Setelah melakukan berbagai observasi, Carl sampai pada kesimpulan bahwa kekuatan utama dari pengobatan dukun bukan terletak pada mantranya, melainkan pada penggunaan tanaman herbal. Meskipun tidak didasarkan pada ilmu medis modern, ramuan herbal yang diberikan sering kali efektif dalam meredakan penyakit. Namun, Carl juga menyadari bahwa pengobatan ini hanya berdasarkan pengalaman turun-temurun dan belum divalidasi secara ilmiah. Oleh karena itu, ia mulai melakukan penelitian lebih lanjut untuk membuktikan khasiat obat-obatan herbal tersebut secara medis.

 

Dengan penuh dedikasi, Carl mulai menggali informasi tentang pengobatan herbal dari berbagai sumber. Ia mewawancarai masyarakat, pedagang obat, pasien, bahkan istrinya sendiri. Tak hanya itu, ia juga melakukan uji coba langsung terhadap dirinya sendiri serta pasien-pasiennya untuk membuktikan efektivitas ramuan yang digunakan oleh dukun. Usaha kerasnya ini akhirnya membuahkan hasil yang luar biasa.

 

Hasil penelitian Carl kemudian dibukukan dalam sebuah karya berjudul “Pratische Waarnemingen Over Eenige Javaansche Geneesmiddelen” atau “Pengamatan Praktis Beberapa Obat Jawa”. Dalam buku ini, ia mencatat berbagai jenis obat herbal yang digunakan di Jawa, lalu membandingkannya dengan obat-obatan modern yang tersedia saat itu.
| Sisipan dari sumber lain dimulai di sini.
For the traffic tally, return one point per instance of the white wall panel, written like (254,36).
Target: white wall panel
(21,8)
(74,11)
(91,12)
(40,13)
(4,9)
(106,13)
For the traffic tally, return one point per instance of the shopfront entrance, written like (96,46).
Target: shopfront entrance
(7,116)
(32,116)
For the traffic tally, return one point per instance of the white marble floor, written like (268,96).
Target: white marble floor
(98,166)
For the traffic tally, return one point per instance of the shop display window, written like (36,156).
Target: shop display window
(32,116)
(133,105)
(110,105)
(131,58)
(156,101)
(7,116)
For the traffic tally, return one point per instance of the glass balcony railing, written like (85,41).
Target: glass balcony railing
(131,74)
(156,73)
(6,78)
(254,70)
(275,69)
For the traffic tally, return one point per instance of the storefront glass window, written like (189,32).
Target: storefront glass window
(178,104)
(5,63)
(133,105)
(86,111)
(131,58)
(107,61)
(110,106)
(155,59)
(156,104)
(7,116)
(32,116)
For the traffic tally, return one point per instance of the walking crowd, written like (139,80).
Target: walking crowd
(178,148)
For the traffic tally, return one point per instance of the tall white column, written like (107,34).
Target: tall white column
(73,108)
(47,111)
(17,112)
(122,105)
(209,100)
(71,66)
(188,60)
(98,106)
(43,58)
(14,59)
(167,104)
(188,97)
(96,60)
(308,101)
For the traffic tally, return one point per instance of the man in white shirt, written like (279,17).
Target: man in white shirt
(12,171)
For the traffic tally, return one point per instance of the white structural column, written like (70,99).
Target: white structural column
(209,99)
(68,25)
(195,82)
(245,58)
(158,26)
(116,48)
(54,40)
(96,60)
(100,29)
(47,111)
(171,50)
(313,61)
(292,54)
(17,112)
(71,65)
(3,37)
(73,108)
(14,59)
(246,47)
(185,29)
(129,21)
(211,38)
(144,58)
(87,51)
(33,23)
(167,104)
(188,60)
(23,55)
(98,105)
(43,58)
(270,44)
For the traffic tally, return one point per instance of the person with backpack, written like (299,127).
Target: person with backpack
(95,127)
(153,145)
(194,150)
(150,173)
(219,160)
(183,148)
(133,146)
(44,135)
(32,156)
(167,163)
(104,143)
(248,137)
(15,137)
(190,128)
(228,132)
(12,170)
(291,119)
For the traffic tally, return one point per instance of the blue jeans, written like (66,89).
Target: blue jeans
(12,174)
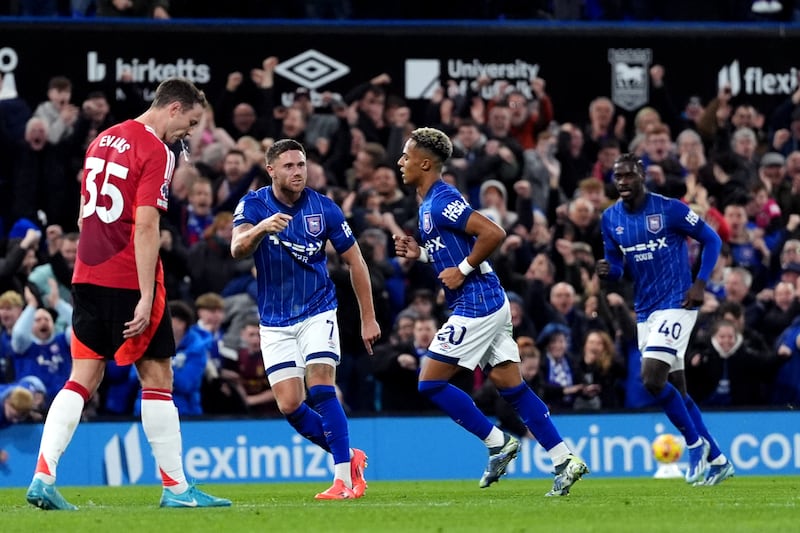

Carl juga mengelompokkan ramuan-ramuan tersebut berdasarkan jenis penyakit yang dapat diobati, sesuai dengan pendekatan medis modern.

 

Penemuan Carl membawa dampak besar dalam dunia kedokteran di Hindia Belanda. Banyak dokter Eropa mulai menerima dan mengadopsi penggunaan obat herbal sebagai bagian dari pengobatan medis. Dengan adanya katalog obat herbal yang disusun oleh Carl, para dokter pun lebih mudah menemukan alternatif pengobatan bagi pasien mereka, terutama di daerah yang sulit dijangkau oleh obat-obatan modern.

 

Popularitas Carl pun meningkat pesat pada akhir abad ke-19. Ia diakui sebagai dokter pertama yang secara sistematis meneliti dan mengembangkan pedoman pengobatan berbasis herbal di Hindia Belanda. Karyanya tidak hanya membuka mata banyak dokter tentang manfaat tanaman obat, tetapi juga menjadi salah satu pijakan awal bagi perkembangan ilmu farmasi di Indonesia.

 

Kisah Friedrich August Carl menjadi bukti bahwa pendekatan ilmiah dalam memahami praktik tradisional dapat menghasilkan manfaat yang besar bagi dunia kesehatan. Dengan mengombinasikan pengetahuan lokal dan metode ilmiah, ia berhasil mengangkat pengobatan herbal dari sekadar praktik turun-temurun menjadi bagian dari ilmu medis yang lebih sistematis dan dapat dipertanggungjawabkan. Hingga kini, warisannya masih terasa dalam perkembangan pengobatan berbasis herbal di Indonesia dan dunia.